Shavuot is known as the spiritual liberation of the Jewish people. On Pesach, the Israelites were liberated from Egyptian slavery and on Shavuot, they were given the Torah where they committed themselves to serving Hashem. Whilst Pesach marks our liberation from slavery, Shavuot marks the renewal of our commitment and dedication to Hashem. The giving of the Torah was a spiritual event that touched the essence of the Jewish soul. Our sages have compared it to a wedding between Hashem and the Jewish people. After accepting the commandments at Sinai, the Israelites became Hashem’s chosen people and they had chosen Hashem in return. This is why Shavuot also means “oaths” as Hashem swore eternal devotion to us and we in turn pledged everlasting loyalty to Him.
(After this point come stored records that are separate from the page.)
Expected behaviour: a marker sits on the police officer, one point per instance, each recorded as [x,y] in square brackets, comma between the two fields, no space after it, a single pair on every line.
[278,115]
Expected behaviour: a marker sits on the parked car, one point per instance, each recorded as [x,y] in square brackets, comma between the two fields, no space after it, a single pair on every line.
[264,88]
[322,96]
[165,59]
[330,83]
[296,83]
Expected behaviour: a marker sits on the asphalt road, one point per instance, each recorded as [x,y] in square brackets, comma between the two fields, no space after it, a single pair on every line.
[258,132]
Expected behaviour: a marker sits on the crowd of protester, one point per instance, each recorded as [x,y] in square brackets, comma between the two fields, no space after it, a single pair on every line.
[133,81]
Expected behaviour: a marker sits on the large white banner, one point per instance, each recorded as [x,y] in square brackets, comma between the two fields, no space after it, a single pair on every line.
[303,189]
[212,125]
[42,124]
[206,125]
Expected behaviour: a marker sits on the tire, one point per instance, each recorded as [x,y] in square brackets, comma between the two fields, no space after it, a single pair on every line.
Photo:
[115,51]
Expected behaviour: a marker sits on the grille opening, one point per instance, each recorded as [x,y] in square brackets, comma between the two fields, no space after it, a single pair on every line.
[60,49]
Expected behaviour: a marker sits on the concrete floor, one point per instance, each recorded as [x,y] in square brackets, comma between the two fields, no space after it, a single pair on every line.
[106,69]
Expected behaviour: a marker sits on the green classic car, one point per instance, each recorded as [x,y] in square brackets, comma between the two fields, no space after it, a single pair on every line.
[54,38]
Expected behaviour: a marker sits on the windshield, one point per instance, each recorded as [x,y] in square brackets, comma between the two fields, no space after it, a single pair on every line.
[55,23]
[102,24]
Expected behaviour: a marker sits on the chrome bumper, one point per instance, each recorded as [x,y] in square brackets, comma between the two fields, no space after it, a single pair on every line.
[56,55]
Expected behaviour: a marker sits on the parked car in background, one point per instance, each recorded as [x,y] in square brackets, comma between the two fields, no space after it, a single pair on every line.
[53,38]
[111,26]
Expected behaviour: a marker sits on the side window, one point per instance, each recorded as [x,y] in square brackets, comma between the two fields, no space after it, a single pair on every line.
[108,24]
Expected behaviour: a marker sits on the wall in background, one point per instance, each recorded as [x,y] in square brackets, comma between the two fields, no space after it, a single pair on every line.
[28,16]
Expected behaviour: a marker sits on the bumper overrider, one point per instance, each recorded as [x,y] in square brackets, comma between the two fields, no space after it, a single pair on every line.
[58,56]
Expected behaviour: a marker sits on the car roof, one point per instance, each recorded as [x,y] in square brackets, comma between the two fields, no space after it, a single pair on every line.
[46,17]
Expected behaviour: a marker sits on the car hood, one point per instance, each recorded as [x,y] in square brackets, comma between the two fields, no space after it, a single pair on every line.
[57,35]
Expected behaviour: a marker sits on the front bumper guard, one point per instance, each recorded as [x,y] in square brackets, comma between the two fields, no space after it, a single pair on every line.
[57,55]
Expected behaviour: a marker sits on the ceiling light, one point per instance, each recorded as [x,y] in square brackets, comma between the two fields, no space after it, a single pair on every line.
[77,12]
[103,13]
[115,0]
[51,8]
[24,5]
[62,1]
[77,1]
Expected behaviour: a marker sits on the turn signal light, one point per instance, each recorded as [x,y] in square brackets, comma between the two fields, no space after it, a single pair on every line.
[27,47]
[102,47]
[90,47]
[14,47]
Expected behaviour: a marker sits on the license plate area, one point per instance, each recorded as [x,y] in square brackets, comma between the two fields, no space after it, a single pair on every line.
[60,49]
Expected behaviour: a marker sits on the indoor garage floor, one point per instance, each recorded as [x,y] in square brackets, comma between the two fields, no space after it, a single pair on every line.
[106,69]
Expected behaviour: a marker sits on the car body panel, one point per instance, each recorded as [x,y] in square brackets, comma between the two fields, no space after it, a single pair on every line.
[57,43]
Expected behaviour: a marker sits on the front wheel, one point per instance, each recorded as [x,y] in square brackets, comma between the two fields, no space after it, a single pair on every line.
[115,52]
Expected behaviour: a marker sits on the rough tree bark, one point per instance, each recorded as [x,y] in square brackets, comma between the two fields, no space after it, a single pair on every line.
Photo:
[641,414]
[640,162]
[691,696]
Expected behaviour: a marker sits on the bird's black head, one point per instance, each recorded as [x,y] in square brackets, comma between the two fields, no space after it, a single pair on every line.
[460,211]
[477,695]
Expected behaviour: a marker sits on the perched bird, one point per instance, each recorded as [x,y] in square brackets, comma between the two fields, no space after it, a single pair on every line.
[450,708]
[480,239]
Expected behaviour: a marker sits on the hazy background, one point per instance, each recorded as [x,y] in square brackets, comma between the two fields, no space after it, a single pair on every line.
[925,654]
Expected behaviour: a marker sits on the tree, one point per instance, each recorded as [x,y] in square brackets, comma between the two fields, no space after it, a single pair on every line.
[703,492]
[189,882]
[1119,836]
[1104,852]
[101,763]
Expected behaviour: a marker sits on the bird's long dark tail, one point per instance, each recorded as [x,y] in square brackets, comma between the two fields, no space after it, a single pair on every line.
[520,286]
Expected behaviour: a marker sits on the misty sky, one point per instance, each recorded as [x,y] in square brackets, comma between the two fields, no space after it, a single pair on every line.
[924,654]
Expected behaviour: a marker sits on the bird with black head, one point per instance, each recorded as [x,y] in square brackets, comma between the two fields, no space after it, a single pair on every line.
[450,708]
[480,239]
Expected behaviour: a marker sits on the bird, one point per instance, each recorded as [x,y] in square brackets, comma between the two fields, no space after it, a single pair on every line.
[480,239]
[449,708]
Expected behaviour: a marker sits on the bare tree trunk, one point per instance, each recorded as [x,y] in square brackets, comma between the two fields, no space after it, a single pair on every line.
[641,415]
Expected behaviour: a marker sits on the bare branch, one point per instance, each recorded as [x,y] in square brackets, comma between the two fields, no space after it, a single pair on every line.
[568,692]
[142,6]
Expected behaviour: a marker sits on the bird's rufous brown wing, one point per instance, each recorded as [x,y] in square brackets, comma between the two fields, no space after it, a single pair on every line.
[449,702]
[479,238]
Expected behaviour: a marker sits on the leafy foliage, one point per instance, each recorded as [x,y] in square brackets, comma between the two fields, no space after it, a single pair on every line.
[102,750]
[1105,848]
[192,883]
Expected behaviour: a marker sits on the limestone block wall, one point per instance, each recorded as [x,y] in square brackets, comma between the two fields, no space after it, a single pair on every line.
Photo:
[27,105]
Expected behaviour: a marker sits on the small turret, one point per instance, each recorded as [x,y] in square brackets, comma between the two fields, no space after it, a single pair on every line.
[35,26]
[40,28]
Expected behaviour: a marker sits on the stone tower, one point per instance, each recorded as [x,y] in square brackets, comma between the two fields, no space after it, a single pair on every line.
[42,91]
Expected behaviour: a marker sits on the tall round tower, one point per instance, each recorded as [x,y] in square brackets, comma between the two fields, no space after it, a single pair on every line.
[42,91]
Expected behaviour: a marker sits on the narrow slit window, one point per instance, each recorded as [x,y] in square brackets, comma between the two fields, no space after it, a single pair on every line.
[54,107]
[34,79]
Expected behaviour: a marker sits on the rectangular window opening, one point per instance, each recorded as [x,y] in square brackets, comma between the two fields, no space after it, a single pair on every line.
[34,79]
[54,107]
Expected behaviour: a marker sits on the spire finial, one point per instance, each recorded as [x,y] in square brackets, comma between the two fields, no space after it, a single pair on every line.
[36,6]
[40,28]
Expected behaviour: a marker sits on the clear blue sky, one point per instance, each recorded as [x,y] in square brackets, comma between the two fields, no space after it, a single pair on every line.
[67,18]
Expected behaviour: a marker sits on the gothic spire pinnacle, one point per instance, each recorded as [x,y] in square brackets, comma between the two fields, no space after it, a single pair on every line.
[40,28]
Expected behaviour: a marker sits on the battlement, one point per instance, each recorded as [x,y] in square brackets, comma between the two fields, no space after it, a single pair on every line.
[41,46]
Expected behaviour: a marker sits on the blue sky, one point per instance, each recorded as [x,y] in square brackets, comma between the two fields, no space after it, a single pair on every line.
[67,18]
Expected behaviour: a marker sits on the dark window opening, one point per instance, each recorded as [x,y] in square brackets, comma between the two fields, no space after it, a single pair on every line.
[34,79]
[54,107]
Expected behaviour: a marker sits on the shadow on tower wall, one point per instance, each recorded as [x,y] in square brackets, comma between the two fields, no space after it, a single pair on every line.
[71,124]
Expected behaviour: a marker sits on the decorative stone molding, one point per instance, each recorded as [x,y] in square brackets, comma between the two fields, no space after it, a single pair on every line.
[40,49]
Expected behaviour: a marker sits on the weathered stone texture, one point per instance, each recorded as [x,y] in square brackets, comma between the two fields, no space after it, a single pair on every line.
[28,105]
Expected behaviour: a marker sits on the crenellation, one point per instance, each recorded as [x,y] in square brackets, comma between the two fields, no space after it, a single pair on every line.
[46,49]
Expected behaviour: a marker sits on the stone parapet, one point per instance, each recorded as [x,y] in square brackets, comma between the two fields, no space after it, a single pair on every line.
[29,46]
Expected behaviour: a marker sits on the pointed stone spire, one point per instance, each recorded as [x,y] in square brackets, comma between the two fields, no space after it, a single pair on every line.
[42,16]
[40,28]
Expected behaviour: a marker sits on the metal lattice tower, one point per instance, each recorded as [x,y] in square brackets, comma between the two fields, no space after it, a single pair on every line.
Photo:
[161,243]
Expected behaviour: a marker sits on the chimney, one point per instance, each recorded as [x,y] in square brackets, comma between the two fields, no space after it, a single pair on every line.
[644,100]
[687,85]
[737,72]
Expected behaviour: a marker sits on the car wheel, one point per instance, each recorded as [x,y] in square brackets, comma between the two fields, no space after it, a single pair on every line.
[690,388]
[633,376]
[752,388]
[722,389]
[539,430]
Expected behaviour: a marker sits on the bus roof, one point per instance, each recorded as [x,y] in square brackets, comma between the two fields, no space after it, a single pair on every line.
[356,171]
This is so appropriate as The Women’s International Zionist Organisation (WIZO) pledges to continue to do what matters for those who need it the most! No child or woman is turned away as WIZO gives them the steppingstones to build up their confidence and once again become upstanding citizens of Israeli society.
According to Jewish custom, no work is permitted on Shavuot, however the work at our Women’s International Zionist Organisation (WIZO), the largest social welfare organisation in Israel, never stops. In fact and in truth it CANNOT stop. There are always children, teenagers and women who are at risk and their welfare must be taken care of no matter what. Consequently, WIZO runs three emergency centres for the urgent care of high-risk children, two centres for girls severely at risk and two safe homes for the treatment and rehabilitation of girls at-risk. These places of safety are always open and always operational, 24 hours a day, 365 days a year! Our work must go on and our giving with love must continue for the sake of all women and children and our beloved land of Israel.
According to the Midrash (ancient commentary on part of the Hebrew scriptures), Mount Sinai suddenly blossomed with flowers and greenery in honour of the giving of the Torah. Today, many Jewish families decorate their homes with sweet smelling plants and flowers to honour Shavuot. We also celebrate Shavuot by eating festive dairy feasts. One explanation of why we do this is that the Torah is compared to milk and honey and dairy foods symbolise the sweetness and richness of the Torah.
As you decorate your homes or synagogue for this holiday and eat delicious dairy foods like cheesecake and blintzes, remember those at WIZO who need your help. Remember that giving of your time to volunteer or making a donation will go a long way to help those vulnerable women and children get the help that they need to become respectable and upright happy citizens as WIZO strives to close the gaps in Israeli society.
WIZO South Africa joins me in wishing you and your families a Chag Shavuot Sameach.